De 20 miljard euro uit het Nationaal Groeifonds is bedoeld voor projecten die bijdragen aan de economische groei op de lange termijn. Het geld ging tot dusver onder meer naar een Eindhovense chipfabrikant, de ontwikkeling van circulaire zonnepanelen en de bouw van schonere schepen.

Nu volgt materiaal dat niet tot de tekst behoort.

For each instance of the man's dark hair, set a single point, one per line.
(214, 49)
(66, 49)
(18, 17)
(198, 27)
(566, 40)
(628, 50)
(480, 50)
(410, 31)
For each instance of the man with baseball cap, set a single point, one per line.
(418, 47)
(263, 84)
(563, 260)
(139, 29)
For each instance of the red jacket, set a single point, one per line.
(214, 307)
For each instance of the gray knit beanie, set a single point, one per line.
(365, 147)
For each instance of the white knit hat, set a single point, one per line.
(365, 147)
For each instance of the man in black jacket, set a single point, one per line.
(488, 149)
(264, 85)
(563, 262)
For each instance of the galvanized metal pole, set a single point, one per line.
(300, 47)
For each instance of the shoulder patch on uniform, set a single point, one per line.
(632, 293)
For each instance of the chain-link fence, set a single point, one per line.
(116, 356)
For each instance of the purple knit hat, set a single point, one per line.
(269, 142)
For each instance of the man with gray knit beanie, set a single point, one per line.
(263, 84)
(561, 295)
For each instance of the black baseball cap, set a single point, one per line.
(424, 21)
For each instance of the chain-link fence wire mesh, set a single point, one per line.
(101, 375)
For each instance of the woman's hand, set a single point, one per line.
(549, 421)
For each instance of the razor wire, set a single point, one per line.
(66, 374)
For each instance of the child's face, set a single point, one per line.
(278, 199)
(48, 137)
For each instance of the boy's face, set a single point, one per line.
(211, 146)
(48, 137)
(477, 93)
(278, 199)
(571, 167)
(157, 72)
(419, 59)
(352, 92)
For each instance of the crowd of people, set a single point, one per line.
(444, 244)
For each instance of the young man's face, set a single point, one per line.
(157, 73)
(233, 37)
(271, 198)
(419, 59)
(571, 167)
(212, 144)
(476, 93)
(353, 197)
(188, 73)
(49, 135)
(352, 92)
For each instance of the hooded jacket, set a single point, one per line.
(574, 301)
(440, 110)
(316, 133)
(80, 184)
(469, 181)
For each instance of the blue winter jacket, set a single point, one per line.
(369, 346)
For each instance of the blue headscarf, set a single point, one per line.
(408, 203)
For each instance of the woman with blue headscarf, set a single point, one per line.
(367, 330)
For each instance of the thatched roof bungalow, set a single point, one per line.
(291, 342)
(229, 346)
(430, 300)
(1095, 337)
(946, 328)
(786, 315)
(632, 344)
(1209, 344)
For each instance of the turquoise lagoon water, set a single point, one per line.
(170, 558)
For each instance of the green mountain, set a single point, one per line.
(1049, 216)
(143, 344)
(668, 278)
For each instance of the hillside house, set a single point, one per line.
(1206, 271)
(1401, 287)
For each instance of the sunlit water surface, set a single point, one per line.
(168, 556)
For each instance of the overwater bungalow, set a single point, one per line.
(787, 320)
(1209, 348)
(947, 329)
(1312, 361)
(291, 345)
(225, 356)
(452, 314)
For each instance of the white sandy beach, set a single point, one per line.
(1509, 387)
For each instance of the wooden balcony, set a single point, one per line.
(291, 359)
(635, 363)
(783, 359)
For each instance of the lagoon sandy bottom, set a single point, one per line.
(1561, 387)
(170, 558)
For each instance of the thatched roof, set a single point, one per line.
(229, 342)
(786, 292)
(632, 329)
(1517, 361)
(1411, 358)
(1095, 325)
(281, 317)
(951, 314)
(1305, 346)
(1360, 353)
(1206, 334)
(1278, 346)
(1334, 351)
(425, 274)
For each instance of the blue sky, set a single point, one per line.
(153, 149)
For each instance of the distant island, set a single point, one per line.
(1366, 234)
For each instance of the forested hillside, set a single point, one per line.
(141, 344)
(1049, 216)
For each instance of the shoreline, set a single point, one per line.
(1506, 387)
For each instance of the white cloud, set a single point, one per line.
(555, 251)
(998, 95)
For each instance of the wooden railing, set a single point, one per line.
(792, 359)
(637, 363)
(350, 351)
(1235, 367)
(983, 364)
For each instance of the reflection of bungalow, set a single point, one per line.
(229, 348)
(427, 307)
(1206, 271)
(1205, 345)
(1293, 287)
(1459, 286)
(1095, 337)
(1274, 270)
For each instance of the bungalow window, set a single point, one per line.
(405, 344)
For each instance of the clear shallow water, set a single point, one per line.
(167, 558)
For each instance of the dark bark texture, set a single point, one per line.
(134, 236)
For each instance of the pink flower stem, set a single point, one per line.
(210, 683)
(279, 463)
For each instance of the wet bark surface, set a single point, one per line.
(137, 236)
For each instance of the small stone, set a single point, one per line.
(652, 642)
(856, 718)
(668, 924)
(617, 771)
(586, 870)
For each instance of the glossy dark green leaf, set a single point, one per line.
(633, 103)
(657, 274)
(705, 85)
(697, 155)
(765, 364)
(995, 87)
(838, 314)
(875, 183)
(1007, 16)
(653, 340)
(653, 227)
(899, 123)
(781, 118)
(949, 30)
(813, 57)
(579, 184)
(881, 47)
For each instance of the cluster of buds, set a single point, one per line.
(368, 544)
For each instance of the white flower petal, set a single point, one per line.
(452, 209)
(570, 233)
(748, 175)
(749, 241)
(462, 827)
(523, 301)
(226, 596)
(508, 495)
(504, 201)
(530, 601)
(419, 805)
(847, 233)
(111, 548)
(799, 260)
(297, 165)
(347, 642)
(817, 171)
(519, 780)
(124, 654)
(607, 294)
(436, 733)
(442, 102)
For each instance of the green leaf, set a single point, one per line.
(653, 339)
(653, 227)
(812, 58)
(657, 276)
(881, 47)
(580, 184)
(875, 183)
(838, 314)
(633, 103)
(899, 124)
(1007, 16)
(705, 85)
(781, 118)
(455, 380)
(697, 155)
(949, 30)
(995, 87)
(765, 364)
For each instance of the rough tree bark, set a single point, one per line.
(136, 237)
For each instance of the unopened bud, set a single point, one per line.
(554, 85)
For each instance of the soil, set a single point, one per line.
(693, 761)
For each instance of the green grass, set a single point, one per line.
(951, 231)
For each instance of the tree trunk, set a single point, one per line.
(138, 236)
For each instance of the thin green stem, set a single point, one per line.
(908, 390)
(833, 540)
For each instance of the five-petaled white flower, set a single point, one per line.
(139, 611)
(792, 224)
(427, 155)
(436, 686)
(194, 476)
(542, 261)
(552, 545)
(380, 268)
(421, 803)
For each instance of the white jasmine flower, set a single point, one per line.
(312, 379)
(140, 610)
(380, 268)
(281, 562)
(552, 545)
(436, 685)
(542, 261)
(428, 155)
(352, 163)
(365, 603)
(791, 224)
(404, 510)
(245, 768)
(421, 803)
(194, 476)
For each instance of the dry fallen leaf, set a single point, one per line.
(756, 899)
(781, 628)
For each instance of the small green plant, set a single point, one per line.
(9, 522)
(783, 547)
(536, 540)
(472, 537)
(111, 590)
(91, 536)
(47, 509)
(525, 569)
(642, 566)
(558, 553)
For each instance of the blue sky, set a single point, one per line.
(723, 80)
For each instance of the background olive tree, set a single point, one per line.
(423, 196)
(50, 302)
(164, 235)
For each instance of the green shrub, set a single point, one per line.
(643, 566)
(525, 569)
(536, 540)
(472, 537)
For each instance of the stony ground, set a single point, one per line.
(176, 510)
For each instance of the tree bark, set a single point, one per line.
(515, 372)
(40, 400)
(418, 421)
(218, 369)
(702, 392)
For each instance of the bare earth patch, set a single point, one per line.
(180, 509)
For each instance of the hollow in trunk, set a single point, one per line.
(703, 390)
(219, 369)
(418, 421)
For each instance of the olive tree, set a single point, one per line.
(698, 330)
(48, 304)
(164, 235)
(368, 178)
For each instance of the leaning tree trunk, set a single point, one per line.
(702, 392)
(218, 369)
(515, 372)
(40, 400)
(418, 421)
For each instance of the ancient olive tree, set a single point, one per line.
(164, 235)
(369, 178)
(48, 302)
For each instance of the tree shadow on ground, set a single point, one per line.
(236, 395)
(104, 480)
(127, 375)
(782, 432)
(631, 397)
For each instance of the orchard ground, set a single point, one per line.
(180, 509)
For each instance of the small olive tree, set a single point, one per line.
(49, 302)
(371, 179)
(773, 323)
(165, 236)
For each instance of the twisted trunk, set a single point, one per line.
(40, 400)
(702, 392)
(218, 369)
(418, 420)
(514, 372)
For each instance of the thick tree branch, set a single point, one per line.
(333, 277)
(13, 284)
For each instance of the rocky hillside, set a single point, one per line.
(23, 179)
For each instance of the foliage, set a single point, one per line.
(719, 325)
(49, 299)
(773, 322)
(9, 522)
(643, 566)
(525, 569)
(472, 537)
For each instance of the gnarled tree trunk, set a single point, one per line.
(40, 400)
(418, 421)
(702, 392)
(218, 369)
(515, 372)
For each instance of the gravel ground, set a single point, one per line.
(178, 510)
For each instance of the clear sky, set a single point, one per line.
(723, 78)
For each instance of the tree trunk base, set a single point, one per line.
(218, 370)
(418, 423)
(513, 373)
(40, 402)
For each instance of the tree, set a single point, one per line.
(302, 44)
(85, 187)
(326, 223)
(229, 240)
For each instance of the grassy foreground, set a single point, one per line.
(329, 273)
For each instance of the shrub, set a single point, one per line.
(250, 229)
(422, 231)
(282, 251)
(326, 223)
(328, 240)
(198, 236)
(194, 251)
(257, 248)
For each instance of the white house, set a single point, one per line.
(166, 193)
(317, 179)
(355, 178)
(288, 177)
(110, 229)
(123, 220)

Dat is heel wat anders dan de voorgestelde subsidie om brandstofprijzen tijdelijk lager te houden. Hoogleraar Transitiekunde Derk Loorbach van de Erasmus Universiteit Rotterdam noemt het "heel opportunistisch" om een hap te nemen uit het fonds, "om op korte termijn even door te kunnen feesten". De klimaattransitie vraagt om een lange adem die steeds wordt onderbroken door dit soort verkiezingsretoriek, vindt de hoogleraar.
"Het Groeifonds heeft een doel", zegt ook econoom Inge van den Bijgaart. "En dat is een ander doel dan het verlagen van de accijnzen. Het is aan de politiek om te kiezen wat belangrijker is: een lastenverlichting aan de pomp nu, of investeringen voor later. Tot op zekere hoogte is het een keuze tussen duurzaam en niet-duurzaam."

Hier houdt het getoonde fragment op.